Lucky for us, there were plenty of cameras around nearly five years later when California Jam happened at the Ontario Motor Speedway near Los Angeles in April of 1974. That was the first rock concert I can remember ever watching on television and listening to on the radio. To say the experience changed me would be an understatement. While I wasn’t there in person, television and radio allowed every teenager and rock music fan to BE THERE. Then and there, we found our religion. Rock bands were gods.
Who else remembers Don Kirshner’s Rock Concert and The Midnight Special being the only shows that regularly featured rock on TV? (American Bandstand was still around, as was Soul Train, but those shows weren’t focused on rock bands). This was way before YouTube videos were around. It was nearly a decade before MTV debuted. So, watching TV on late Friday nights was the ONLY place to see rock n’ roll, unless you bought a ticket and went to the concerts. Somehow, I think this rarity and the exclusive mode of broadcasting and distribution contributed largely to the mystery and mythology of rock acts.
California Jam was shown on a TV show called the In Concert series on ABC. The audio portion of the show was also broadcast live in stereo on FM radio stations across the country. So, even though there were reportedly about 250,000 in attendance, millions actually listened and watched, making it perhaps the biggest audience for a rock concert until “Live Aid” blew everybody away in 1985.
The California Jam lineup was excellent, but still could have been better. It wasn’t even close to the list of acts that performed at Atlanta, Woodstock (Bethel), and Dallas. Still, California Jam featured some major rockers and top pop acts of the day– including Rare Earth, Earth, Wind & Fire, the Eagles, Jackson Browne, Seals and Crofts, Black Oak Arkansas, Black Sabbath, Deep Purple, and Emerson, Lake & Palmer. Hard to believe, but the concert was MC’d by New York DJ Don Imus.

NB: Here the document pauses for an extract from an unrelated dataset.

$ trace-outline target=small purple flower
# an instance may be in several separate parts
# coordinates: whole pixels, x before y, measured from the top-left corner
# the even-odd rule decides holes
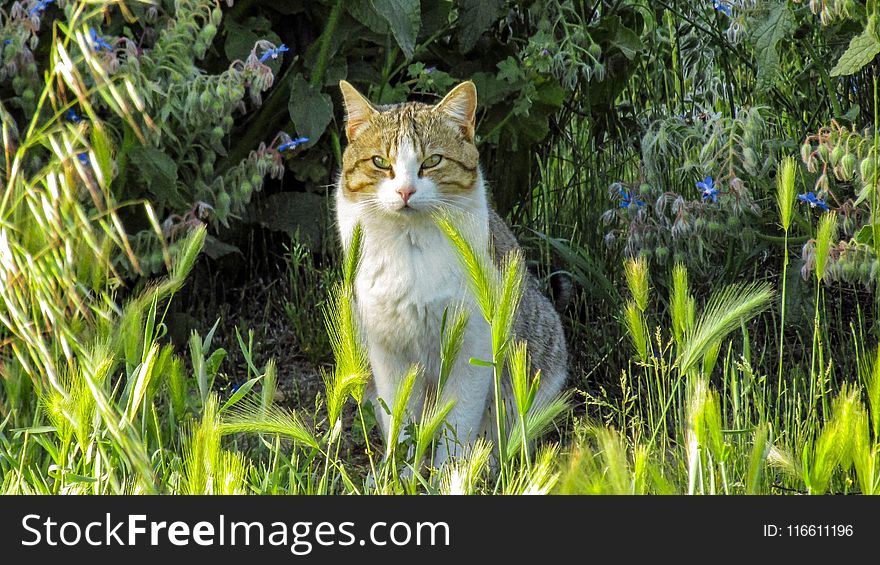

What I remember most about California Jam was being both upset and jealous. I wished those mega-shows would come closer and I could go. Fortunately, that’s exactly what happened five years later when Texxas Jam was held at the Cotton Bowl in Dallas, which was my first large stadium show.
For most of us who experienced these spectacles, they were eye-opening and life-changing events. Today, mega-concerts still happen. But they seem so heavily corporatized. They also cost hundreds if not thousands of dollars to get in, and then seating is segregated by class. Back then, it cost $10 to get in and you got to see all the bands. The audience was *one.* We were all miserable, and in ecstasy. Yeah, the conditions were appalling, but everyone who went usually thinks of those concerts as the best times of their lives.
Happy 50th Birthday, California Jam.